Some of the evidence Buglas pointed to was a conversation between the Rempel brothers recorded by police that he says shows they knew Lane's body had been burned before the body was found.

"I do believe there was a couple of pieces there, but as hot as it was, there was no DNA, nothing to be found," Wilhelm said to Tim.

But lawyers for the three accused all argued their clients should be found not guilty of murder.

Sheena Cuthill

The evidence against Cuthill comes down to text messages that the Crown says show the planning of Lane's death months before his disappearance, argued defence lawyer Alain Hepner.

"Can I trust Will to have this done without cops showing up on my doorstep?" Cuthill texted her husband after a family court mediation session between Lane and Cuthill.

Wilhelm Rempel, Sheena Cuthill and Tim Rempel are all accused of murdering Ryan Lane because he wanted visitation rights with the daughter he and Cuthill shared. (CBC/Global)

Both Cuthill and Tim Rempel testified in their own defence that there was a plan to talk to Lane. Cuthill said the goal was to scare him into getting out of town, leaving his daughter and parents.

Tim Rempel testified that he simply wanted to tell Lane to step up as a father or step out of his daughter's life altogether.

Though Cuthill told the jury she knew roughhousing and fighting would likely take place when her husband and his brother confronted Lane, she denied orchestrating a plot to kill him.

But Hepner told jurors they should consider Cuthill's lack of self-esteem and sophistication.

"She's not an abettor," said Hepner. "She's not pulling the strings at all."

Though he says she should be acquitted, Hepner told jurors they could also find his client guilty of manslaughter if they believe she encouraged violence but did not know Lane would be killed.

Tim Rempel

During his testimony, Tim Rempel told the jury that he built the burn barrel where Lane's class ring, pieces of his cell phone and human remains were discovered. He also admitted to working at the gravel pit where that burn barrel was found.

But his lawyer, Allan Fay, argued that admission in itself should be considered by jurors.

"He told you all the truth, the truth that made him look good and the truth that made him look bad," said Fay. "That's the hallmark of an honest person." 

DNA matching Lane found in Tim Rempel's vehicle matched his story that Rempel hit Lane in the face after taking him to a remote location the night he disappeared. But Fay says Tim's story that he left after the brief and non-life-threatening altercation, should be believed.

"There's no evidence to suggest he's the type of person to concoct a plan to execute someone in cold blood then dispose of the body," said Fay.
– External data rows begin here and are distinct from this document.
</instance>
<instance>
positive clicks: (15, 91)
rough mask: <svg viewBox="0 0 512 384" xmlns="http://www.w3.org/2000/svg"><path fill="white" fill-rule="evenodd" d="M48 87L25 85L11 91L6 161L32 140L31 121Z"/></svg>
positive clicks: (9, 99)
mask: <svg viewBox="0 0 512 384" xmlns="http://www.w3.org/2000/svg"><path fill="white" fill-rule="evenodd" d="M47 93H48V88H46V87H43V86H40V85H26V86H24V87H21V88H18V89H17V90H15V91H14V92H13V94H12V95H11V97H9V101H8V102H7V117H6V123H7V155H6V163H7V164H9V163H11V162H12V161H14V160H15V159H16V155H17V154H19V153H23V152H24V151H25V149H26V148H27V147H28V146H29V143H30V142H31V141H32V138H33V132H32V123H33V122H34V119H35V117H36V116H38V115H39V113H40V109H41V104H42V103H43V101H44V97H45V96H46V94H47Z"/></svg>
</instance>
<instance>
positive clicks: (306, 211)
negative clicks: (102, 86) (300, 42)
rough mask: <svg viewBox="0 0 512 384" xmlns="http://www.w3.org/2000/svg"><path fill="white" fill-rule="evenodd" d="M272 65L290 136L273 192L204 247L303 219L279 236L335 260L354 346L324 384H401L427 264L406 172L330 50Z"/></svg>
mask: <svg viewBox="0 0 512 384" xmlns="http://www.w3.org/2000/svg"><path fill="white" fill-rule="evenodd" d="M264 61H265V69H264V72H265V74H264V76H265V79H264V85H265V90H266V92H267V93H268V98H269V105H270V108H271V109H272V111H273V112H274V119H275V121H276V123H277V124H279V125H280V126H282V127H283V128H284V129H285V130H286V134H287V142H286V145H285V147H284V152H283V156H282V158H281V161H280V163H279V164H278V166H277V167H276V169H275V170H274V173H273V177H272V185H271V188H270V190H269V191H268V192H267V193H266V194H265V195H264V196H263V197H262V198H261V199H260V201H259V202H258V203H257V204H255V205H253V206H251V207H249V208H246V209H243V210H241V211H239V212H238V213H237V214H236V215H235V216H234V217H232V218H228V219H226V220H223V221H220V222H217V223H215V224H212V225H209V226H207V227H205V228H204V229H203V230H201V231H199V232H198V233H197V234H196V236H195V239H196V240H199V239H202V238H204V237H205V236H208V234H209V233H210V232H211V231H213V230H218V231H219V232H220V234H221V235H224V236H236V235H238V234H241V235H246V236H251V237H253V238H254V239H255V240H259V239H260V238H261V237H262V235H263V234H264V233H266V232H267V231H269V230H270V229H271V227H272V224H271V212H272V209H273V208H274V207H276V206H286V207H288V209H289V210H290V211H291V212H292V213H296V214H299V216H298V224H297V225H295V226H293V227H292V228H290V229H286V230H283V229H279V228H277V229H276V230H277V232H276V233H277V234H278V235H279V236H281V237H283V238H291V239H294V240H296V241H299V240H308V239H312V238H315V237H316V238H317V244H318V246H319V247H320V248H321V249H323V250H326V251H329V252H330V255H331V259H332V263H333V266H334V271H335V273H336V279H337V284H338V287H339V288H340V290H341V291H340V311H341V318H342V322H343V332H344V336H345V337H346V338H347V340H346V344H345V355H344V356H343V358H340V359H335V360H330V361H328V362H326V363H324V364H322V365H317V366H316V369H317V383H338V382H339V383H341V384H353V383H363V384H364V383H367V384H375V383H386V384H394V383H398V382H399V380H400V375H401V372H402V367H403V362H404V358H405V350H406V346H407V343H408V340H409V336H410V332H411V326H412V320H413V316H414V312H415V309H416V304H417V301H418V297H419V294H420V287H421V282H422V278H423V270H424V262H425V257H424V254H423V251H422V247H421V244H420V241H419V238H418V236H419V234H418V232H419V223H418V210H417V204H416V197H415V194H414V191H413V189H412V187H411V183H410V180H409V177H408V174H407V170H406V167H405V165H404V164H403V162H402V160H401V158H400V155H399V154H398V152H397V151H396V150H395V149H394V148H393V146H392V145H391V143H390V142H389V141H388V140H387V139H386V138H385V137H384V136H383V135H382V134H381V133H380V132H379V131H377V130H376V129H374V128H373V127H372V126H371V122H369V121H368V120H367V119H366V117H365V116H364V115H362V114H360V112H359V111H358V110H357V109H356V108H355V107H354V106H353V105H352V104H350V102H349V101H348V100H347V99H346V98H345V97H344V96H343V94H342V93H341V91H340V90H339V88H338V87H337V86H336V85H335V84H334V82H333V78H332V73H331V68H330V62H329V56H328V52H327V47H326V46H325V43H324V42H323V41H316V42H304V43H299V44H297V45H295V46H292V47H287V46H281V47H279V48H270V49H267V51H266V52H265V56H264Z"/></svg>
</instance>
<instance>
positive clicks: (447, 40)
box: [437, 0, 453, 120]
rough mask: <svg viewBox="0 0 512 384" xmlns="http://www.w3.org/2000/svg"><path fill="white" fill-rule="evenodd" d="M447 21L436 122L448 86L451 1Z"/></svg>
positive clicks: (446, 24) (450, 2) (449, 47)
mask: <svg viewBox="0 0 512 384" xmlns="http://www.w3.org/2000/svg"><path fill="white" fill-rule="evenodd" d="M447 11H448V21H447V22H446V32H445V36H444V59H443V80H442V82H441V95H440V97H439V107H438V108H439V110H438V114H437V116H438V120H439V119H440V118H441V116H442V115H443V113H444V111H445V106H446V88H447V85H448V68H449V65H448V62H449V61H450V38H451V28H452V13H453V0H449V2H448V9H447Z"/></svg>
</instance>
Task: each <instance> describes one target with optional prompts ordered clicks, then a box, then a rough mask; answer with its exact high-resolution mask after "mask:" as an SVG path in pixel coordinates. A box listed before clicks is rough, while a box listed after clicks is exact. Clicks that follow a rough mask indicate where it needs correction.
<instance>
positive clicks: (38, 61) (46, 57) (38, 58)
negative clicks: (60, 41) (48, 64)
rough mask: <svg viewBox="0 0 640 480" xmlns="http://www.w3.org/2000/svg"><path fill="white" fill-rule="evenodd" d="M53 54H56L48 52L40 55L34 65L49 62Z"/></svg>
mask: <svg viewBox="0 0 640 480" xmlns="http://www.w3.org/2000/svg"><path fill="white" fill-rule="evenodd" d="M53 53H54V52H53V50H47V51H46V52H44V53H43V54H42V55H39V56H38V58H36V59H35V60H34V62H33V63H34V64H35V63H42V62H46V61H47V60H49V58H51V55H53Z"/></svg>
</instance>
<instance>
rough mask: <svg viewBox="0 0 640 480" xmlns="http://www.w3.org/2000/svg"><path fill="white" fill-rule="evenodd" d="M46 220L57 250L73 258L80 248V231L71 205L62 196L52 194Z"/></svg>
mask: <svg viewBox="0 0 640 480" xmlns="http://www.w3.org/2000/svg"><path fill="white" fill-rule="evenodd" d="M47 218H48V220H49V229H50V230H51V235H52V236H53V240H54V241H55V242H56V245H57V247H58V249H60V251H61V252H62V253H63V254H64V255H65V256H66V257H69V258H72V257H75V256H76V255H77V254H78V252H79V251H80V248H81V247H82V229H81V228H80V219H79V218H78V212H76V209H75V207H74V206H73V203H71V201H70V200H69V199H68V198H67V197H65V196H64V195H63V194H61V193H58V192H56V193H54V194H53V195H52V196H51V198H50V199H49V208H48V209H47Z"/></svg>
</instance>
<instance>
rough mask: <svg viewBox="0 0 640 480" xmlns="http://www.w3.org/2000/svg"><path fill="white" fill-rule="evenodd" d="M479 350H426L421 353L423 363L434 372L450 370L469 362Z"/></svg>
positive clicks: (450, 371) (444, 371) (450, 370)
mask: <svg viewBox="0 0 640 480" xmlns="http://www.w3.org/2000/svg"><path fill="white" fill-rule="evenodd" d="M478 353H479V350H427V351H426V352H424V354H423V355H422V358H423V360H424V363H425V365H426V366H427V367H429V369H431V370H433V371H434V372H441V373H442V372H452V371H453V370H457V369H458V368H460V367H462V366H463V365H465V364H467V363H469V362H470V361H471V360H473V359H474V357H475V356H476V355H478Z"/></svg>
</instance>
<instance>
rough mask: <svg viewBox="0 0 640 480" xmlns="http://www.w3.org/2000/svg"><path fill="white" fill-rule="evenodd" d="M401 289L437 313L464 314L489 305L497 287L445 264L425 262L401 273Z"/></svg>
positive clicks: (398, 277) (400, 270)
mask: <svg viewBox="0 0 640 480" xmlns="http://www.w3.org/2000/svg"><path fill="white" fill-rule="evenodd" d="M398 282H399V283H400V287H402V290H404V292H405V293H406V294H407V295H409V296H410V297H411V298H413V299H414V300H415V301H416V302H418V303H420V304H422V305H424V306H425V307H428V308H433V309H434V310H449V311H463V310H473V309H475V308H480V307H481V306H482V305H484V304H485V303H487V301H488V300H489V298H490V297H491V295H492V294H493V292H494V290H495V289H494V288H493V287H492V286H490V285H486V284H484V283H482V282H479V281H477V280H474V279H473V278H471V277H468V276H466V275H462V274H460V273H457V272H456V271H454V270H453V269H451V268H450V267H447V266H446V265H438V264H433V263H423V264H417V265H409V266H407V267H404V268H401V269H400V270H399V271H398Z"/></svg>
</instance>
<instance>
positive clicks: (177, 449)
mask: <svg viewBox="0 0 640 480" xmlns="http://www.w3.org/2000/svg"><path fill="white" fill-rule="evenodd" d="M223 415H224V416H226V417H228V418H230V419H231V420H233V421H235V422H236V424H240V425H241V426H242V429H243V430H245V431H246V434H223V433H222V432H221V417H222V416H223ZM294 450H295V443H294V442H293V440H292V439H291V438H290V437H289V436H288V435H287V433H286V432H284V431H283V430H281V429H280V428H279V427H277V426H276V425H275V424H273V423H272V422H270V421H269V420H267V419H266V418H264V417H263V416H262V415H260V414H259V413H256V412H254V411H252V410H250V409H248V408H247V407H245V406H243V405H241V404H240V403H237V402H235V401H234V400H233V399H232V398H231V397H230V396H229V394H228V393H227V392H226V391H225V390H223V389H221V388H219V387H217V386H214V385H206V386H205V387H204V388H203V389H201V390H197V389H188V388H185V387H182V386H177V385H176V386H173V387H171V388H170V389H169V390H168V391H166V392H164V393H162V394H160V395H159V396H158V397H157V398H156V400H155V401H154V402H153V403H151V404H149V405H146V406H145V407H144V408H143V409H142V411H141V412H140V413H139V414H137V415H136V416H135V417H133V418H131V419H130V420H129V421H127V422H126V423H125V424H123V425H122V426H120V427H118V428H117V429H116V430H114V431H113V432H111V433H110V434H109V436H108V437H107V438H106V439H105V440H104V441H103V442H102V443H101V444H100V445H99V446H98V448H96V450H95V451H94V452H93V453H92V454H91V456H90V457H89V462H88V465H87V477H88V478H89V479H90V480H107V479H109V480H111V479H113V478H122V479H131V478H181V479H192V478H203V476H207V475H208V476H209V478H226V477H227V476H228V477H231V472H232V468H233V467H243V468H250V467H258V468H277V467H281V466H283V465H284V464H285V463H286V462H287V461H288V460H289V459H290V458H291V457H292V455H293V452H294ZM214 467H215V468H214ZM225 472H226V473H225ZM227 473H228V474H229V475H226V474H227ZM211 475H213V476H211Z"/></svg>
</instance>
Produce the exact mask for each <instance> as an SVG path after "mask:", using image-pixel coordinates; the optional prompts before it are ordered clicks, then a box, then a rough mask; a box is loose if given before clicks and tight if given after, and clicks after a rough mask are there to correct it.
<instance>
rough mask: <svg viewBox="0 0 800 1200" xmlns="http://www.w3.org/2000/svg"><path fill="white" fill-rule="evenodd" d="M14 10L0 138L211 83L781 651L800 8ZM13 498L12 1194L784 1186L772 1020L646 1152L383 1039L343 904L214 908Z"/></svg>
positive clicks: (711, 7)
If jurors believe Tim's testimony, Fay told them they must acquit him.

Wilhelm Rempel

Wilhelm Rempel's lawyer Jim Lutz began his closing submissions by telling jurors that the trial has been emotional, especially with the families of the victim and accused in the courtroom everyday and asked the jury to put aside prejudice and judge the case on its facts.

"The nice thing about law is that it's all about common sense," said Lutz. 

The crown, said Lutz, has not proven beyond a reasonable doubt that Wilhelm Rempel is guilty.

Lutz argued that out of all three accused, his client had the the least to do with Lane and that there was no direct evidence linking Wilhelm to Lane's death.

"These things require proof," said Lutz.

The jury will receive final instructions from Justice Alan Macleod on Tuesday morning and they are expected to begin deliberations in the afternoon.